On September 15, 2020, the Financial Crimes Enforcement Network (“FinCEN”) published a Final Rule bringing banks that lack a federal functional regulator further under its purview. The rule subjects these institutions to minimum standards for anti-money laundering (“AML”) requirements, including a BSA officer, AML policies and procedures, and regular employee training, among other obligations.
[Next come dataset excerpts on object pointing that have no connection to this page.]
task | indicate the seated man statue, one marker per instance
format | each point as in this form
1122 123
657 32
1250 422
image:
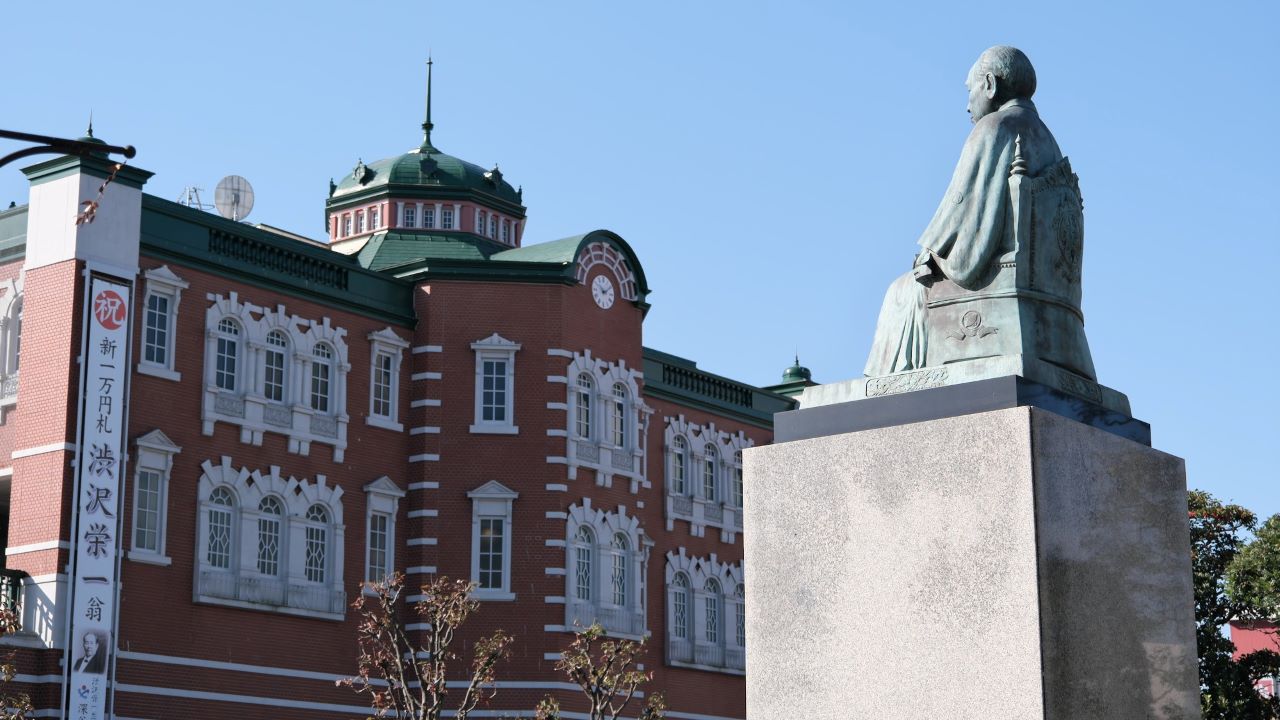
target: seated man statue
999 273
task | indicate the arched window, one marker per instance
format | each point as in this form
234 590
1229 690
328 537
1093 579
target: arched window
269 536
679 466
737 478
316 555
740 615
618 578
222 505
618 415
584 548
680 606
274 365
583 406
711 632
227 355
14 338
321 378
709 473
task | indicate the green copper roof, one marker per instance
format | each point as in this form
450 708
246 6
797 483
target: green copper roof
425 168
13 233
391 249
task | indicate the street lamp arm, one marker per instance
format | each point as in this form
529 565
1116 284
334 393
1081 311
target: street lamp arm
58 145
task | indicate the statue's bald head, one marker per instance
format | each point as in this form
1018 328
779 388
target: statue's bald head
1010 67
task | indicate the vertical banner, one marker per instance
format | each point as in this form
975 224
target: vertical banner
96 522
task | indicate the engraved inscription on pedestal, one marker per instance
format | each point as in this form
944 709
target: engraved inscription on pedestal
906 382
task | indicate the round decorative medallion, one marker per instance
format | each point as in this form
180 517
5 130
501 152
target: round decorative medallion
602 290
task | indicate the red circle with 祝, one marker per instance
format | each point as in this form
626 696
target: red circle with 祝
109 309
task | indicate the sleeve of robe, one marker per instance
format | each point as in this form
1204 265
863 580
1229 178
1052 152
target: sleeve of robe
968 228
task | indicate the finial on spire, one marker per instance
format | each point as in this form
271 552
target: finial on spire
426 123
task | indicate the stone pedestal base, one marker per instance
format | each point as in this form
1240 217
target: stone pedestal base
1010 564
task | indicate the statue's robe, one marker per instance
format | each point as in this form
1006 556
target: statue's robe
969 232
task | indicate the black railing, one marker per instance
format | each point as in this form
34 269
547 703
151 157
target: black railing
10 591
278 259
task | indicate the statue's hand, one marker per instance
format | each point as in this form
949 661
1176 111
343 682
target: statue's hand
926 269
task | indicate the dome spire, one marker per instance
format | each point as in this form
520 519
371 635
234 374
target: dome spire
426 123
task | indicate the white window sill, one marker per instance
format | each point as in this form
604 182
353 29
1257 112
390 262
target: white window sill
264 607
150 557
707 668
487 429
159 372
385 423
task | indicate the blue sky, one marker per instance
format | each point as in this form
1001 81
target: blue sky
772 164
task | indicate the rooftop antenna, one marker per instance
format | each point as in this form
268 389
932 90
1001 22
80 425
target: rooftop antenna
191 199
426 123
233 197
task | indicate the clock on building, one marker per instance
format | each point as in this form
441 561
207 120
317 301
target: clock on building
602 290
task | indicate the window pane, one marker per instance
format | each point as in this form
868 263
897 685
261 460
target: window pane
315 554
383 384
219 554
493 386
378 543
490 552
155 345
146 519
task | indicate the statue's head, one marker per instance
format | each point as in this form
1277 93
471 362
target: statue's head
1000 74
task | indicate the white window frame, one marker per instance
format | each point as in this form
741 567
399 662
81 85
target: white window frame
382 497
10 337
492 501
161 282
599 451
629 620
722 652
496 349
155 452
385 342
242 584
246 406
690 504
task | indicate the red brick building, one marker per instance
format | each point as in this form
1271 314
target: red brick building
423 392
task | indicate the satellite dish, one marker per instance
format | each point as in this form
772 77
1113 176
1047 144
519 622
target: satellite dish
233 197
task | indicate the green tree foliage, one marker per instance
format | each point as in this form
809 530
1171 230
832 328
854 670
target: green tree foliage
1235 579
13 706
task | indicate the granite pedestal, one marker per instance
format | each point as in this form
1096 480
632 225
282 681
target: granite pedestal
1005 564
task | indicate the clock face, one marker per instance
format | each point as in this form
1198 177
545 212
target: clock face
602 290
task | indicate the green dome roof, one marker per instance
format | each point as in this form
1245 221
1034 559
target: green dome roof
426 168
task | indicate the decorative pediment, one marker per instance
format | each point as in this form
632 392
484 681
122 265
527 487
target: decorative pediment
384 486
165 277
159 442
494 342
493 490
388 336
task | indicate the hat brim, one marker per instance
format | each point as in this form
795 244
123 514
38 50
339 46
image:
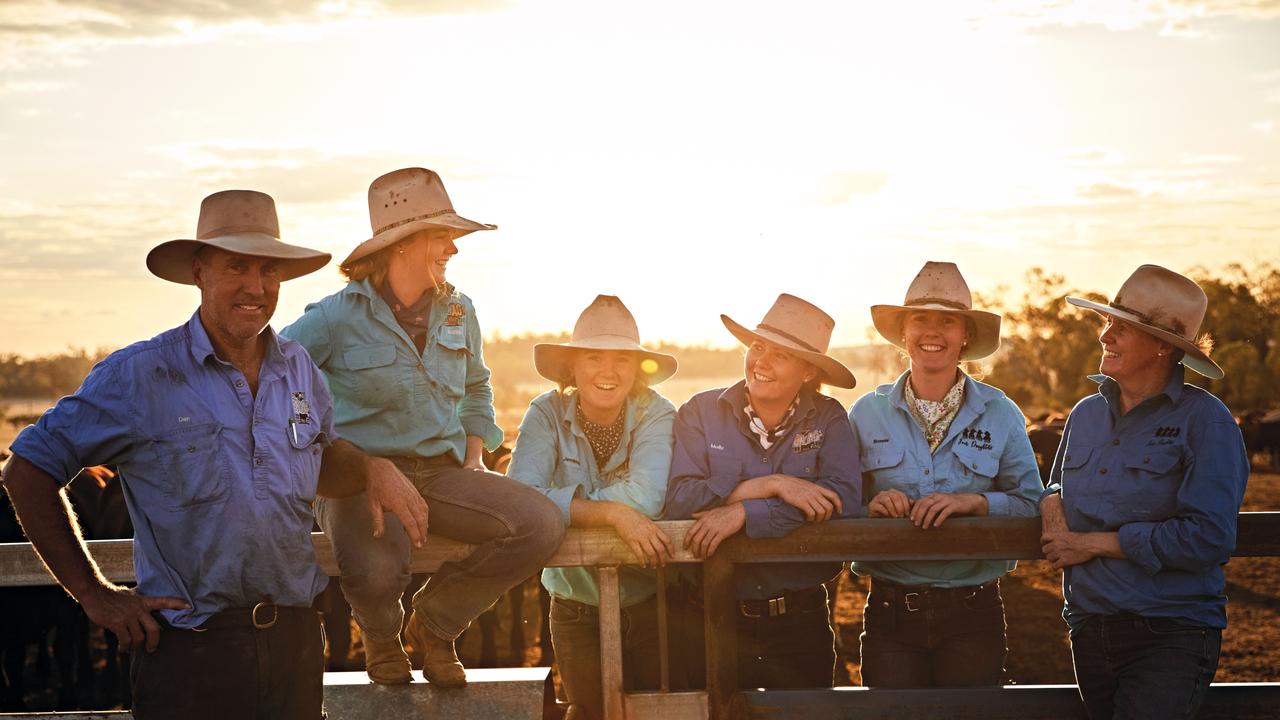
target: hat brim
1194 358
451 220
830 369
983 341
554 361
172 260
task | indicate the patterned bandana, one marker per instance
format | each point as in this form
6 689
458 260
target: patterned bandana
604 438
935 418
763 436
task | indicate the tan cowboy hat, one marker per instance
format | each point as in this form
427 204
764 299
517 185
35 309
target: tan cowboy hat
940 286
237 220
1165 305
803 328
406 201
606 324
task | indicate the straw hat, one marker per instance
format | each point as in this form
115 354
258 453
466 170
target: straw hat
606 324
1165 305
237 220
940 286
804 329
406 201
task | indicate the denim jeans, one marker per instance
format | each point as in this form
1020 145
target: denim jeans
945 638
515 531
576 637
1130 666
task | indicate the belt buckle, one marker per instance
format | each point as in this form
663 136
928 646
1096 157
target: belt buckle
264 625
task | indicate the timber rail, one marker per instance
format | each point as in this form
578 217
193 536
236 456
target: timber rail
973 538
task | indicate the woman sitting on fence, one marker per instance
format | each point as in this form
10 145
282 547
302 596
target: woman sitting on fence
1142 505
768 455
600 452
937 443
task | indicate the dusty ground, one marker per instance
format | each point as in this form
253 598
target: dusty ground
1038 650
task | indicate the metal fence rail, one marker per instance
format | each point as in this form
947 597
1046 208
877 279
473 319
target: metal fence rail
997 538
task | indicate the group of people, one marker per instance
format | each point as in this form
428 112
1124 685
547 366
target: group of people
370 413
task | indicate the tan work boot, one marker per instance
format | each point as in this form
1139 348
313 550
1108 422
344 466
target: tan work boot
440 664
385 661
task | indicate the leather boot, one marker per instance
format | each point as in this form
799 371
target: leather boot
440 664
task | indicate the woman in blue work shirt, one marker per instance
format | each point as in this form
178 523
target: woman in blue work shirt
599 447
402 352
938 443
1142 504
768 455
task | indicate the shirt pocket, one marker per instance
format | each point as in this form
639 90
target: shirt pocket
197 472
306 447
451 356
376 381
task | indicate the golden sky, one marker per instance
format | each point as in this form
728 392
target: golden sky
693 158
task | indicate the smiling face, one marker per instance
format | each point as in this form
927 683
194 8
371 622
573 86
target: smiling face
775 374
933 340
237 295
1130 355
603 379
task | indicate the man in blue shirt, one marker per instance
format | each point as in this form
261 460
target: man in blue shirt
218 428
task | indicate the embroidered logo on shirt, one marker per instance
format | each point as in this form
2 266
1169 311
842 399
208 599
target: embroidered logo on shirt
808 440
456 314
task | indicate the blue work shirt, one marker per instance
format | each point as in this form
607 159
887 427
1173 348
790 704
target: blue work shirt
389 399
984 451
554 458
219 482
1169 477
716 450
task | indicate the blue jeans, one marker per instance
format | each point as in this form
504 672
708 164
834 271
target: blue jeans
515 531
1130 666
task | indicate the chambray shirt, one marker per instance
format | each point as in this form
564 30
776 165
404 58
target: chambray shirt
389 399
1169 477
984 451
219 482
554 458
716 450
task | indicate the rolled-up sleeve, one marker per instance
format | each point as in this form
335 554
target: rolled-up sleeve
839 469
1201 534
533 461
691 487
476 411
91 427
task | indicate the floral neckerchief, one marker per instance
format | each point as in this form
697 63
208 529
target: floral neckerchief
764 436
604 440
935 418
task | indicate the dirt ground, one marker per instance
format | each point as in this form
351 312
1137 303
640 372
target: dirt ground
1038 648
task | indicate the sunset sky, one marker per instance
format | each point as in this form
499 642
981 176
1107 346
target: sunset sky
693 158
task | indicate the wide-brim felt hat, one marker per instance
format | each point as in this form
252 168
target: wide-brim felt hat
803 329
941 287
237 220
406 201
1166 305
606 324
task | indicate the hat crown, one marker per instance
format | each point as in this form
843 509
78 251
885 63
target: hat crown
233 212
940 283
406 195
606 315
1165 300
799 320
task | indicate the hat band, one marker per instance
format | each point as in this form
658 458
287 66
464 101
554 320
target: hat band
791 337
1147 320
937 301
414 219
234 229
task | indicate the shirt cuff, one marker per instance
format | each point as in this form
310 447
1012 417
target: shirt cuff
1136 543
997 504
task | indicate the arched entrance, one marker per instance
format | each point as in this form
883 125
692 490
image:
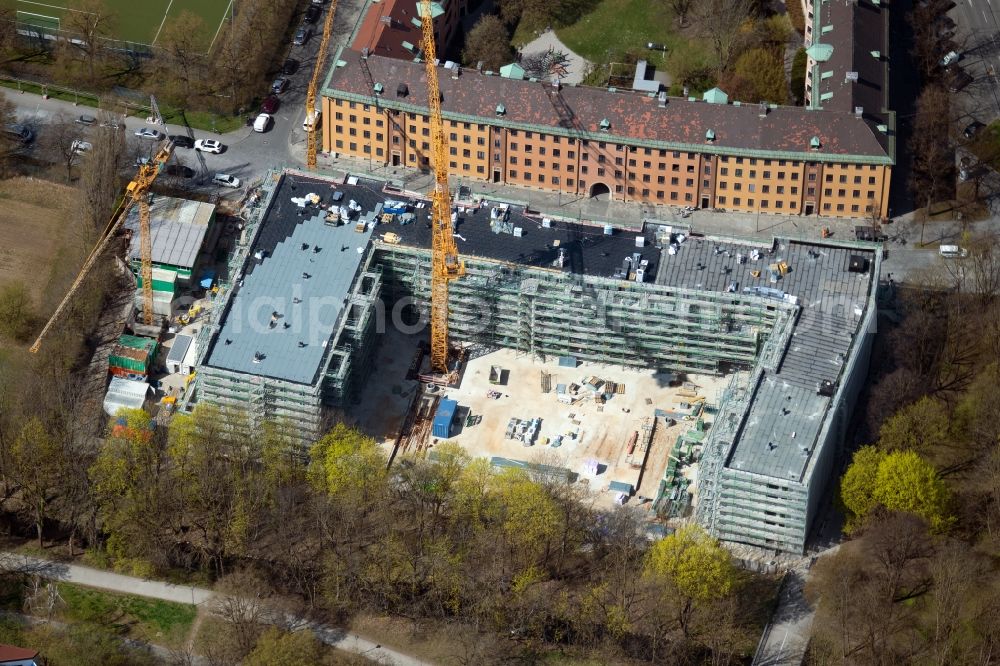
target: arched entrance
600 191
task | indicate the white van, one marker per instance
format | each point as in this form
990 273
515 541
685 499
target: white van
311 118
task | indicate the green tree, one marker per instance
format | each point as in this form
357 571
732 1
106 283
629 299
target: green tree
17 314
897 480
691 568
347 461
488 42
278 647
764 73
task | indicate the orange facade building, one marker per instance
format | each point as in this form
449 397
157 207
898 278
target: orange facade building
634 146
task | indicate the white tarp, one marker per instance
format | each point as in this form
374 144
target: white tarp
124 393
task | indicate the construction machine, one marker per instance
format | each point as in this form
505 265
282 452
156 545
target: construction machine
136 193
445 263
312 114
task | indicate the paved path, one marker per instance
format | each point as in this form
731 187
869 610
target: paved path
106 580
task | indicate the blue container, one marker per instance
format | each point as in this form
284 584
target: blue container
443 419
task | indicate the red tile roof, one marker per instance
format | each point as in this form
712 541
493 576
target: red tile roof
14 653
634 117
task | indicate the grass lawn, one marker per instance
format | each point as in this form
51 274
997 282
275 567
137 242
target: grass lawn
136 22
150 620
617 27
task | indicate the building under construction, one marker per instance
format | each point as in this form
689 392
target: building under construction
322 264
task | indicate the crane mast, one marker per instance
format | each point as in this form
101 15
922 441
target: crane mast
314 85
136 193
445 264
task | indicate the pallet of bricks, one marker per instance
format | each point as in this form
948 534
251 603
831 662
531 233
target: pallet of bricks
132 358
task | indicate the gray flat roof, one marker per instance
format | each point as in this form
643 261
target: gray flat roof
305 274
177 228
832 299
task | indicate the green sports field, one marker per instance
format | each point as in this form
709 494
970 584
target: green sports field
139 22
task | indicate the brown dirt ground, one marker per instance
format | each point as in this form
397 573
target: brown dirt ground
36 215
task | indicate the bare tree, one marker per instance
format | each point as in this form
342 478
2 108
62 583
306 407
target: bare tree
91 23
720 21
101 181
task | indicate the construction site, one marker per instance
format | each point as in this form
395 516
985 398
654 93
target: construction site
702 377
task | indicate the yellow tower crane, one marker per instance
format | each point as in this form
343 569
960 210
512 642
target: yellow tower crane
445 264
311 111
136 192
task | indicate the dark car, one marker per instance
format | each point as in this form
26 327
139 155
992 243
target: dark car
958 78
302 35
180 170
972 129
182 141
270 105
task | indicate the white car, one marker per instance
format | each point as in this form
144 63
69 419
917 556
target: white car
208 146
147 133
226 180
262 122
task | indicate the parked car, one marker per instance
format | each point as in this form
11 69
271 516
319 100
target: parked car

It also extends Customer Identification Program and beneficial owner requirements to these banks.

The banks subject to this new rule include state-chartered, non-depository trust companies; non-federally insured credit unions; private banks; and other non-federally regulated banks.

The Rule, in accordance with the May 11, 2016 Customer Due Diligence Final Rule, requires minimum standards for AML programs “to ensure that all banks, regardless of whether they are subject to Federal regulation and oversight, are required to establish and implement written AML programs, including conducting ongoing customer due diligence, and to identify and verify the identity of the beneficial owners of their legal entity customers.”

FinCEN issued this rule because the gap in AML coverage between banks with and without a Federal functional regulator “presented a vulnerability to the U.S. financial system that could be exploited by bad actors . . . .” Accordingly, by implementing this Rule, FinCEN stated in its press release that it has eliminated the existing AML program exemption for banks without a Federal functional regulator in an effort to “ensure [BSA] coverage across the banking industry.”

The Rule will take effect on November 16, and institutions will have 180 days from the day the Final Rule was published to comply with it. Banks subject to the new rule must act now to ensure they have a robust and compliant AML program in place to meet the Rule’s requirements by the compliance deadline of March 15, 2021.